El secretario de Defensa estadounidense, Pete Hegseth, sigue obsesionado con hacer de cada soldado un muñeco Ken (el novio de Barbie) ignorando que la guerra del futuro la harán guerreros quizá obesos engullendo hamburguesas mientras manejan pájaros en la distancia. “Es como marcar un gol”, dice un soldado ucraniano de la sensación de cargarte un gran dron ruso con un diminuto dron ucraniano.

Es una gran batalla con aires de Código Da Vinci, con ángeles invadidos contra ángeles invasores en la que los rusos van a la zaga mientras los yanquis se distraen masturbándose con los tuits de Trump. Ángeles bombardeando fábricas de ángeles: los ucranianos ya han atacado dos veces con drones la factoría de drones rusos Atlant.

Son pájaros que ni Hitchcock habría imaginado. A diferencia de otros monstruos de la gran pantalla, los pájaros de su película no tienen expresión. Tienen esa mirada fija y vacía idéntica a la lente óptica de un dron: te observa consciente de tu impotencia. No puedes hacer nada. Solo santiguarte.
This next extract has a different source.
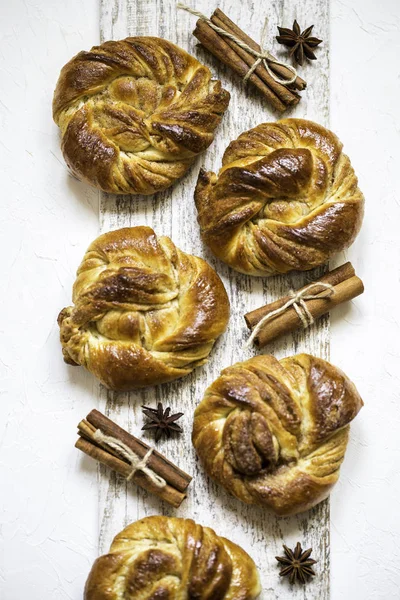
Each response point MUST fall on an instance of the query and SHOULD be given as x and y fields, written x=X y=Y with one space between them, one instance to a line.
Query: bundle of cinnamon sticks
x=176 y=480
x=279 y=96
x=346 y=286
El genio del suspense llenó con manchas negras el nítido cielo de Bodega Bay, la misma estética de terror que generan hoy los enjambres de drones en las nubes de Ucrania. Enjambres contra enjambres. Como si te lanzaran un panal a la cara: drone significa abeja macho en inglés, por su zumbido.

Avión modelo Etrich Taube con el que los italianos lanzaron el primer bombardeo aéreo de la historia 
Avión modelo Etrich Taube con el que los italianos lanzaron el primer bombardeo aéreo de la historia Archivo

En su película, Hitchcock combinó pájaros reales con pájaros mecanizados. Hoy fabricamos drones biomiméticos con forma de pájaro para pasar inadvertidos, como la inquietante silueta de ave rapaz, plumas incluidas, del monoplano con el que el subteniente Giulio Gavotti lanzó con sus manos cuatro granadas sobre un destacamento turco en Libia: fue, en 1911, el primer bombardeo aéreo de la historia, sin contar las dos bombas que los austriacos soltaron desde globos no tripulados sobre Venecia en su asedio de 1849.

En el mundo real, rapaces o gaviotas suelen atacar a los drones por intrusos. En el film, los intrusos son las aves mecánicas que Hitchcock hizo volar.

Pasando sus páginas, observo que el manual escolar ruso acaba con la foto de un masivo enjambre de drones formando una gran paloma de la paz. Al final, el apocalipsis será eso, un algoritmo camuflado de Espíritu Santo.